Today, a lot of companies are offering cashback and Paytm is ahead in the high-stake race in this arena with 100 million wallet users and at least 60 million transactions per month.
Cashback serves two-fold benefits to customers: they can avail discounts and also use the cash for future transactions.
Cashback is crucial in e-commerce for the following reasons:
1) Customer loyalty
Cashback ensures repeat-purchase, i.e., with money in the digital wallet customer returns for another purchase. The method is a way to ascertain that your customer sticks with you. Nowadays, with more and more discount policies, customers shift to the platform which offers more discount. Cashback shelters the domain and see to it that the customer returns to it. For example, a company which sells a smartphone for Rs 30,000 offers cashback of Rs 5,000 and by this ensures that the customer will get back to their site and use the money in the wallet for future purchases. Customer loyalty is a hard value to gain and most customers are price-sensitive. They'll undoubtedly switch to the site that offers more discounts and offers.
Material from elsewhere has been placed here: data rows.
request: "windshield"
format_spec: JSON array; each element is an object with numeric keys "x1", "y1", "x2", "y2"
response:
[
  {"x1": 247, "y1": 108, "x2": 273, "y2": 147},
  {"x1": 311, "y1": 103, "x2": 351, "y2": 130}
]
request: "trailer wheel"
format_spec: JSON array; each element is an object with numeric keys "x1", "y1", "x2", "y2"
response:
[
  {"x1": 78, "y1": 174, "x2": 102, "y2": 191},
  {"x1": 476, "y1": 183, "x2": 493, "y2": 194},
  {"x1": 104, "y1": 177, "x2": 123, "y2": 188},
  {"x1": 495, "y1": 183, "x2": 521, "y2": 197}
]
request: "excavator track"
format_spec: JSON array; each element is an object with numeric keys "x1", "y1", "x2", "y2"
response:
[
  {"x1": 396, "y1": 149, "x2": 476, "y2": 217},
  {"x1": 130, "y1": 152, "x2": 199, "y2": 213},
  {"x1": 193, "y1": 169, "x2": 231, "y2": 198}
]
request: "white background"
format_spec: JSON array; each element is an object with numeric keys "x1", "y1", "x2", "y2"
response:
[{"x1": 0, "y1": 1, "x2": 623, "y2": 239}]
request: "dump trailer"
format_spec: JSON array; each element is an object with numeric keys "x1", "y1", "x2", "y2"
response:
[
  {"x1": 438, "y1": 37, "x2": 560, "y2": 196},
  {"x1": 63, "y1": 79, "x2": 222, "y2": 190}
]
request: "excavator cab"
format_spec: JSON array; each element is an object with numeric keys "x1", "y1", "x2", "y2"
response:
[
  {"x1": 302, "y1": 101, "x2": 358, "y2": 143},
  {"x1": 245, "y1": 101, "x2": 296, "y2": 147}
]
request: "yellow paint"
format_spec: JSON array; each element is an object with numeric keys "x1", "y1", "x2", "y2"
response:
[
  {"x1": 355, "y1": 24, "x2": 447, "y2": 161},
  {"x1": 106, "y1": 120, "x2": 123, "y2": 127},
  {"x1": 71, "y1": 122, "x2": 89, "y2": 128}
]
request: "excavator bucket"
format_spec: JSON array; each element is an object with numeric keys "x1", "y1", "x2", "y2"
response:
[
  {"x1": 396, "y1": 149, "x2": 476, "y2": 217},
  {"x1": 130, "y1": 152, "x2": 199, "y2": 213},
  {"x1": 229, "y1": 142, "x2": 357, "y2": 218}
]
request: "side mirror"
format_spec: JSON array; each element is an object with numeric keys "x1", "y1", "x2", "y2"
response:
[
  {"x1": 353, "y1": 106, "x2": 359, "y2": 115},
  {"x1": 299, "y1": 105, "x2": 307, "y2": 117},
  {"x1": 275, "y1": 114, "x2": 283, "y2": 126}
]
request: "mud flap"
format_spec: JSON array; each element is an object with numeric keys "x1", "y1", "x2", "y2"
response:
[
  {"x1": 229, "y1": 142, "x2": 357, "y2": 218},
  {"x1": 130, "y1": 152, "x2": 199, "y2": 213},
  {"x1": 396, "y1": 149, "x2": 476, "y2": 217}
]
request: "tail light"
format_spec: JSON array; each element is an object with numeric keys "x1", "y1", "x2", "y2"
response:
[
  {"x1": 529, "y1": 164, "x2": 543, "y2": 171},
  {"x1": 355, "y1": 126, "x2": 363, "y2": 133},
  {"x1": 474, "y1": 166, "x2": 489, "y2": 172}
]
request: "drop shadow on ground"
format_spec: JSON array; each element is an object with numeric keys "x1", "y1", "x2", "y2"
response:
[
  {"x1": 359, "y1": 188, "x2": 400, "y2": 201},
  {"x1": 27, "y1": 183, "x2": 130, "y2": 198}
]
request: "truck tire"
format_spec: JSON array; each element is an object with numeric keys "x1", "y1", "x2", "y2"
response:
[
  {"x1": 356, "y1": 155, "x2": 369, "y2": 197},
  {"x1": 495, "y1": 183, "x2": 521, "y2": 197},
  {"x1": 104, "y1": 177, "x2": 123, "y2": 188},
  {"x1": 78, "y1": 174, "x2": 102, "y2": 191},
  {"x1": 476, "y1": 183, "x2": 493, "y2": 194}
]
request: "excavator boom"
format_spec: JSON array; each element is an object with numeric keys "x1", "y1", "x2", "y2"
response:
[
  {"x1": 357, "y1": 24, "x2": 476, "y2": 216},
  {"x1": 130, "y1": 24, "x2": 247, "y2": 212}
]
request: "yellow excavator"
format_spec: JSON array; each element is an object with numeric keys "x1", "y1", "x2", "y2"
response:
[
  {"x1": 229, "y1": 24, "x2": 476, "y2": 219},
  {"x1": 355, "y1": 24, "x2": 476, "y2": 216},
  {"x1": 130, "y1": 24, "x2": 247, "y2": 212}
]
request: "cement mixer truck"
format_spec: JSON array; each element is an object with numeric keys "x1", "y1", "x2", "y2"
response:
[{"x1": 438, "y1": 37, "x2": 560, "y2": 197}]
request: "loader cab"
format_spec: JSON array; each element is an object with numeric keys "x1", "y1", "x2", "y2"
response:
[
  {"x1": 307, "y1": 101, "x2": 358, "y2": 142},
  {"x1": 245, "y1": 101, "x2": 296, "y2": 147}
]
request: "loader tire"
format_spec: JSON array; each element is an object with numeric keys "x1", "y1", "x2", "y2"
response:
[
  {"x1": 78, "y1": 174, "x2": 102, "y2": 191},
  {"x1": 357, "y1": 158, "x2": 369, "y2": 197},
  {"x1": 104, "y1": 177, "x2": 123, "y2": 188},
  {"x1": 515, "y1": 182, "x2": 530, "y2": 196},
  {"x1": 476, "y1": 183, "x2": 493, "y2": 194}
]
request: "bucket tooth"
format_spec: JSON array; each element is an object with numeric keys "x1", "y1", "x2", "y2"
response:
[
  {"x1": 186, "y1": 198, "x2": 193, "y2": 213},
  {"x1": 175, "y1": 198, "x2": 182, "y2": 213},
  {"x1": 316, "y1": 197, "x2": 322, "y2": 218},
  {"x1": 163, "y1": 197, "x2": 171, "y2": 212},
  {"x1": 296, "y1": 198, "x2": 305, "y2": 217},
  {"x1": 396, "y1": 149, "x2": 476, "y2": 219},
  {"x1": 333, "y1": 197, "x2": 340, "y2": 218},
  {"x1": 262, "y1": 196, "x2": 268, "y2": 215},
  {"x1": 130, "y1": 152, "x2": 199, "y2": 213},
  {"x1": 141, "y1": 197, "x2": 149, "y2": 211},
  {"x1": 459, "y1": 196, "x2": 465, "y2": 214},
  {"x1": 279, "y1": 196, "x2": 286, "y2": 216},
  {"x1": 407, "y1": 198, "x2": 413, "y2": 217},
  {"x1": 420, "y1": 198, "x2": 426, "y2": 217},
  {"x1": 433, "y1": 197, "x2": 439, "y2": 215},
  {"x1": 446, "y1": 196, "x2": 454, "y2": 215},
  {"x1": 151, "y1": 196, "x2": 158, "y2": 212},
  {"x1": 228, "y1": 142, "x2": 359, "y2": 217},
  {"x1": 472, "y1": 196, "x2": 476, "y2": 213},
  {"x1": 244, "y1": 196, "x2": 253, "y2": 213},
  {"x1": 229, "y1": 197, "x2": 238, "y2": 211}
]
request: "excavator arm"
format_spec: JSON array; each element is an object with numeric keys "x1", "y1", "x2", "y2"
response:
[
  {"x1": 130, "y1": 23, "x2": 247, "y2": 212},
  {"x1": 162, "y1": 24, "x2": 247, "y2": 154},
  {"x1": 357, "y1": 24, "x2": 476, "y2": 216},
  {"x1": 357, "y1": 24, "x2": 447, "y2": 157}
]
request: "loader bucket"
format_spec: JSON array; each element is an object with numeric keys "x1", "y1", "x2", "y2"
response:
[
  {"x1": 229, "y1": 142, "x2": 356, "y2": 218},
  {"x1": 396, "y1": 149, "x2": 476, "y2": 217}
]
2) Reducing the use of solid money
Everyone hates frequenting to ATM for money. Nowadays, even small shops provide access to Paytm facilities. Cashback offers ensure the digital flow of cash by reducing the use of solid cash.
3) The advantage of e-wallets
Every company is trying to get their customers to drop their cash in the potential e-wallets. Paytm is the prime dealer in the e-wallet arena. Experts say e-wallets are the future for financial transactions and big guns like Google and Apple are competing to take a lead in this space.
For customers, especially shopaholics, cashback undoubtedly works as a boon. For the market places too, they work well by upgrading the revenues and validating the customer affiliations. The major question that arises is that will the providers be interested in prolonging the investment scenario or not.
Companies have to find a way to safeguard their burn rates and try make their processes more effective. A lot of startups are being shut down due to the cash crunch. In this light, it's not easy to presume that the scenario will continue for long as start-ups have begun battling for their survival.
How does cashback work?
Several e-commerce platforms were providing discounts from 40-50% and they were providing it from the investor's cash. It's as plain as daylight now that as they suffer from high burn rate, especially when they are yet to make profits.
To better understand cashback, we need to look at the structure and model of platforms providing cashback like Paytm. Paytm wallet enables users to deposit virtual money with the company. The e-money/virtual money is spaced in a guaranteed-account with the bank. Hence, the company avails interest from the virtual money secured in the customer's account and this adds much to the company's total profitable income. When the user gets a cashback offer, he/she will most probably spend it for a mobile-recharge or the payment of bills. In any case, the company secures a commission of 2-10% from the telecom department/sellers. In this way, mobile wallet has more of a strategic value than just as a means of revenue.